A licença autoriza operações necessárias à exportação, transporte, refino ou comercialização do petróleo venezuelano, desde que as empresas estejam registradas nos Estados Unidos. Os contratos serão regidos pela lei dos EUA e quaisquer disputas serão resolvidas nos tribunais dos EUA. Trump está a tentar fazer com que o petróleo bruto volte a circular, mas sob jurisdição norte-americana, como se o petróleo venezuelano já fosse uma extensão da gestão estratégica de Washington.

O ponto central é o dinheiro. Os pagamentos não podem ir diretamente para indivíduos sancionados ou estruturas chavistas, mas sim para contas controladas pelo Tesouro. Na prática, trata-se de uma abertura sem confiança, pois o comércio é permitido, mas o livre acesso à renda está bloqueado. Assim, a Casa Branca pretende manter o controlo sobre o governo interino liderado por Delcy Rodriguez, a herdeira do poder após a queda de Maduro.

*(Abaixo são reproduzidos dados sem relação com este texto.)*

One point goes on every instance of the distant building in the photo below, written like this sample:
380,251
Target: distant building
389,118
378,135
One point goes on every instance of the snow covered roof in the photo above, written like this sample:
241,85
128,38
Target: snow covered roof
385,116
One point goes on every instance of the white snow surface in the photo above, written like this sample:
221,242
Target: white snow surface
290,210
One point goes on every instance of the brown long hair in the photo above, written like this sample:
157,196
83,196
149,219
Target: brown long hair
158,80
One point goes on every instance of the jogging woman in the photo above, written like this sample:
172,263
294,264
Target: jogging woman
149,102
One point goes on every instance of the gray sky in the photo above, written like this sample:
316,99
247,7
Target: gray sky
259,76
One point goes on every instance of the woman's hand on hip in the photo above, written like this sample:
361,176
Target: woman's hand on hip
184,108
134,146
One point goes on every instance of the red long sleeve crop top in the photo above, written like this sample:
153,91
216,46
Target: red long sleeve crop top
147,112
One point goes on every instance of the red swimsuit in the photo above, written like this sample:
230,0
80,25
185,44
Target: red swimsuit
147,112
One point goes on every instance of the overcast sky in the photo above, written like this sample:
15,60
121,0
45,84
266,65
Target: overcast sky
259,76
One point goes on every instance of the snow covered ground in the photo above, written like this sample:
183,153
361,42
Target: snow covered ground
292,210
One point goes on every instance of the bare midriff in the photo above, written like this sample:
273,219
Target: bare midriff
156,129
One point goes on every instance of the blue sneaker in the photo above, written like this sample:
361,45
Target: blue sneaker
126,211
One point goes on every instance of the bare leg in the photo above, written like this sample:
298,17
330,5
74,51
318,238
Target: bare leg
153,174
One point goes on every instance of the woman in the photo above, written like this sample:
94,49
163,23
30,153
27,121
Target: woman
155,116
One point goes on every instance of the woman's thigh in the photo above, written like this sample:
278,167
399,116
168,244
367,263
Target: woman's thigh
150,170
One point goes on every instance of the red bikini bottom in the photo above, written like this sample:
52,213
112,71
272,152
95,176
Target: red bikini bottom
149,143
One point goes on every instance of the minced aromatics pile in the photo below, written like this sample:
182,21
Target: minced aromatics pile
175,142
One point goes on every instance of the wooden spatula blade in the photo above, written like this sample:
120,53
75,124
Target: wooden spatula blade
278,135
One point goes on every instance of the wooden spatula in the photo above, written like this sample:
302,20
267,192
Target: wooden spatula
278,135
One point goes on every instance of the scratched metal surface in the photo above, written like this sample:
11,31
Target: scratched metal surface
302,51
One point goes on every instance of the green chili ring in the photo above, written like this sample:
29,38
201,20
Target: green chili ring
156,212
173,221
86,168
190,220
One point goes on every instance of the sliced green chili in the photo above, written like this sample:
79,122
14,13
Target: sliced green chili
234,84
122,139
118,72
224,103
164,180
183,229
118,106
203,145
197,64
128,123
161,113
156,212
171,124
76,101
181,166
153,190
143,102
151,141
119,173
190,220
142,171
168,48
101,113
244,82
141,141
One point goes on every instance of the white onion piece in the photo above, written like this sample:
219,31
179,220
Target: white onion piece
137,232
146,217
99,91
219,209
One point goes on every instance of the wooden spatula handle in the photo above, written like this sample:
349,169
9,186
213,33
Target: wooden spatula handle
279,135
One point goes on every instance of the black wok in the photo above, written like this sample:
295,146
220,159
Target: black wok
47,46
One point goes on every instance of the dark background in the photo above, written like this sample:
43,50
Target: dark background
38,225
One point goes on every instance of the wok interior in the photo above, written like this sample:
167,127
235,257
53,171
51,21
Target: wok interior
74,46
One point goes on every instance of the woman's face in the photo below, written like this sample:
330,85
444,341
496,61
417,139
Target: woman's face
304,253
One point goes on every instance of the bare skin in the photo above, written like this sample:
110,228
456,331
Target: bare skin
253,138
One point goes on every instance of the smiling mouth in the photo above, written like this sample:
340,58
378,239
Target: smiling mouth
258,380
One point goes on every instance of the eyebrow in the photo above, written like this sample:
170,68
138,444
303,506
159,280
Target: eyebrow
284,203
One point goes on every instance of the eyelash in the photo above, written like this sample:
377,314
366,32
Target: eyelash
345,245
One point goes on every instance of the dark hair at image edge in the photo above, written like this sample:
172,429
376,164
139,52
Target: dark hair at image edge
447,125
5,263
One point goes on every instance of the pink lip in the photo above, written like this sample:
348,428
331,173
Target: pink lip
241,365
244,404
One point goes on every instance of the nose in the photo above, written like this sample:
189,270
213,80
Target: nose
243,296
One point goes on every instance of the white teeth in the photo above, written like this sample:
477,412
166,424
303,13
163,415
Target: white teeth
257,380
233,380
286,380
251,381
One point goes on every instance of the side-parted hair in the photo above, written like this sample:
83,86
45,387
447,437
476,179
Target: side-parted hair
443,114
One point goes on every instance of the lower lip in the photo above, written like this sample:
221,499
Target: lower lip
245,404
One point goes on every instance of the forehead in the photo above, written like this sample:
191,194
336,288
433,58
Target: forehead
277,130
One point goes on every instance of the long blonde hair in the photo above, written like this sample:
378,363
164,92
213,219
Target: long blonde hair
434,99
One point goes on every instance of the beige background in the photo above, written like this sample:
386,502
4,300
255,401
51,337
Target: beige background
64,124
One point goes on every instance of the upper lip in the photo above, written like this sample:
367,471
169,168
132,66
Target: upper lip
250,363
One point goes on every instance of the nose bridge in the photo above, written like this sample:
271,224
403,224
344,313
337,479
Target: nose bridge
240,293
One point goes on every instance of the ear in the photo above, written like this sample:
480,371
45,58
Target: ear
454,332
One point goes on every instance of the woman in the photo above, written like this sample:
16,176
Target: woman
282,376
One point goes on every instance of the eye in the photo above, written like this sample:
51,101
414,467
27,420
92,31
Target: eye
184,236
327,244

O documento também estabelece restrições geopolíticas claras. Proíbe transações envolvendo Rússia, Irã, China, Cuba ou Coreia do Norte, exclui pagamentos em ouro ou criptomoedas e veta transações envolvendo navios bloqueados. Se o petróleo for exportado para países terceiros, as empresas devem reportar detalhadamente cada transacção a um sistema de vigilância que transforma cada barril num ficheiro.

Trump já avançou nesta linha numa reunião com grandes petrolíferas na Casa Branca, onde chegou a pedir um investimento de até 100 mil milhões de dólares para relançar a indústria venezuelana. Mas o entusiasmo foi limitado. O CEO da ExxonMobil chegou ao ponto de dizer que a Venezuela continua hoje “sem investimento” devido à falta de segurança jurídica e a um histórico de expropriações. A Repsol, por sua vez, manifestou interesse em expandir as suas operações na Venezuela.